Wollongong Harbour fruit stall popular, so what’s the catch?

Garry Harriman with some of his produce. Illawarra customers are spreading the word about cheap, good quality fruit and vegetables from south-western NSW being sold at Wollongong harbour. Pictures: DAVE TEASE
Nanjing Night Net

A popular fruit stall at Wollongong Harbour could be forced to close.Garry Harriman, who runs a boat charter business at the harbour, started a fruit and vegetable stall at the back of his boat about seven weeks ago as a way of shifting excess fruit for farmers in the Riverina region.The stall has been popular with many people who have been spreading the word about the fresh, cheap produce.But the harbour owners, the NSW Land and Property Management Authority, said using Crown land for retail purposes was unauthorised.Mr Harriman is operating under a “mobile licence to sell” from Wollongong City Council, but also needs to have his stall approved by the authority.”They are of the opinion that we shouldn’t be here, that the harbour was never intended for this type of use,” Mr Harriman said.”In my opinion this is a very low-key business which is not affecting the environment, it’s creating tourism into the area and it’s fitting in with everybody else’s activities around here.”The authority said anyone wanting to undertake a commercial activity on Crown land required a licence or lease.

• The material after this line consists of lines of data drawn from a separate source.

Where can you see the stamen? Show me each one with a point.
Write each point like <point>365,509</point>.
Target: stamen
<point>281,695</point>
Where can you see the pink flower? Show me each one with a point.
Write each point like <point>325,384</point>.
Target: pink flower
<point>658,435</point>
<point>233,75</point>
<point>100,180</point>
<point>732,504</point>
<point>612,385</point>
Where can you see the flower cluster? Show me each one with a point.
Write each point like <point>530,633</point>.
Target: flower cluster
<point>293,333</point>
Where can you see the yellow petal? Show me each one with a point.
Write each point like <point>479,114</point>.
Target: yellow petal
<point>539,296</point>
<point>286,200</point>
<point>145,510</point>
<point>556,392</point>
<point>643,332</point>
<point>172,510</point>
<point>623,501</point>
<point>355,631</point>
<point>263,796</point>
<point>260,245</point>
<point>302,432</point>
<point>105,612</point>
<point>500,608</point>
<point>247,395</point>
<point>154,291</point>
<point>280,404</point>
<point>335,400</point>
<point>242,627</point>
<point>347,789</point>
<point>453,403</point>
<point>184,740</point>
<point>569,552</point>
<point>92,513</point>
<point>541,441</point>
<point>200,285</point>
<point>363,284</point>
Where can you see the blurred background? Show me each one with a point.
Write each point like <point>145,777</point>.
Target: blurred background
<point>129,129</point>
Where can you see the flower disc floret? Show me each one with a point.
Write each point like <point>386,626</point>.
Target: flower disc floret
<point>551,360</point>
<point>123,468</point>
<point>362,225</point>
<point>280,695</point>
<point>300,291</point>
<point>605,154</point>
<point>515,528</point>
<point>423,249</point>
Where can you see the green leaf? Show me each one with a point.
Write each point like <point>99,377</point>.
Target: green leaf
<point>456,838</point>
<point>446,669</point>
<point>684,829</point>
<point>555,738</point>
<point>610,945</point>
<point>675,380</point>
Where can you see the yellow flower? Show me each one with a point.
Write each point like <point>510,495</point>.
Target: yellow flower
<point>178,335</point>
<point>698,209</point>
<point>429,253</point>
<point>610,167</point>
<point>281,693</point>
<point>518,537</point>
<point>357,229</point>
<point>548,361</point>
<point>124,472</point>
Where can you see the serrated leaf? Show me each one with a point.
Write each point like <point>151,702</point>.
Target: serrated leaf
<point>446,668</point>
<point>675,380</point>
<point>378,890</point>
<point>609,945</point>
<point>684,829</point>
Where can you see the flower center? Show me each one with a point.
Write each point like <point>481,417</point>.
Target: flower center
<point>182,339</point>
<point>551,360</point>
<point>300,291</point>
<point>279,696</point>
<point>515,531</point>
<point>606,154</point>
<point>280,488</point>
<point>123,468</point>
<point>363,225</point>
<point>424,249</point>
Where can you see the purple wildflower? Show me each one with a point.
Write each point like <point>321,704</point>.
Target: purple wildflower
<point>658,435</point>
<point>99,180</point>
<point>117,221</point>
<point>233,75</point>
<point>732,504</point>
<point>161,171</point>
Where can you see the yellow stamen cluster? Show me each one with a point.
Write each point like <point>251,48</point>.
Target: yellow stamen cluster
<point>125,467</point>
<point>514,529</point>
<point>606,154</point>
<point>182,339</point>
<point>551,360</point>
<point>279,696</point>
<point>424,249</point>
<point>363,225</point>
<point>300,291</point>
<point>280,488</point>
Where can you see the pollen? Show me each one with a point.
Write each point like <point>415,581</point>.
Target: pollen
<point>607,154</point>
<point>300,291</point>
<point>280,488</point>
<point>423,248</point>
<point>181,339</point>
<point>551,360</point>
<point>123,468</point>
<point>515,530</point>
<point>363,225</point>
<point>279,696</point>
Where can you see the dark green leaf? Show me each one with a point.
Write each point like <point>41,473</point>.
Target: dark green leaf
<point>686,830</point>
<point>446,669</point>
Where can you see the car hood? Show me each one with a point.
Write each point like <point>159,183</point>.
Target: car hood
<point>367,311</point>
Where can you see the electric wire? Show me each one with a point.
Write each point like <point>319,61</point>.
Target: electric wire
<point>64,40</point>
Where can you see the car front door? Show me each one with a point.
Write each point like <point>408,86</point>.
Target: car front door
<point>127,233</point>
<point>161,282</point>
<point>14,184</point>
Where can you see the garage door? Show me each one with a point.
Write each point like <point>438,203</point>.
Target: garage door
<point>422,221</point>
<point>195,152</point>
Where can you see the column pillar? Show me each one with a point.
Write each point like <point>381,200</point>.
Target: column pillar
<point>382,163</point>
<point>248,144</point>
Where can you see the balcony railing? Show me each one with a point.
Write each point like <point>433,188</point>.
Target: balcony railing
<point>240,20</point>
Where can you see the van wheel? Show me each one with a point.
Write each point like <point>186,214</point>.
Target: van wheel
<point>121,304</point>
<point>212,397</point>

A spokesperson said Mr Harriman had been advised that he was not authorised to use Crown land for retail purposes and needed a proposal in writing.Mr Harriman has sent letters to the authority and his submission is being assessed.The authority said it would need to consider if the retail use was permissible under Wollongong City Council planning instruments and whether a development application was also required.Mr Harriman said his business was insured and had asked customers to park in designated car spots and use the bins in the area so that pollution and trip hazards were kept to a minimum.”The neighbours are quite happy knowing that I’m covered with insurance, and they’re quite happy to share their part of the space down here,” he said.”We’re like caretakers here, because we live on the boat, and quite a few times I’ve called the Wollongong police to report hoodlums in cars.”Mr Harriman said he hoped to remain at the harbour and, if asked to move on, he would be able to sell in the area from the back of a trailer.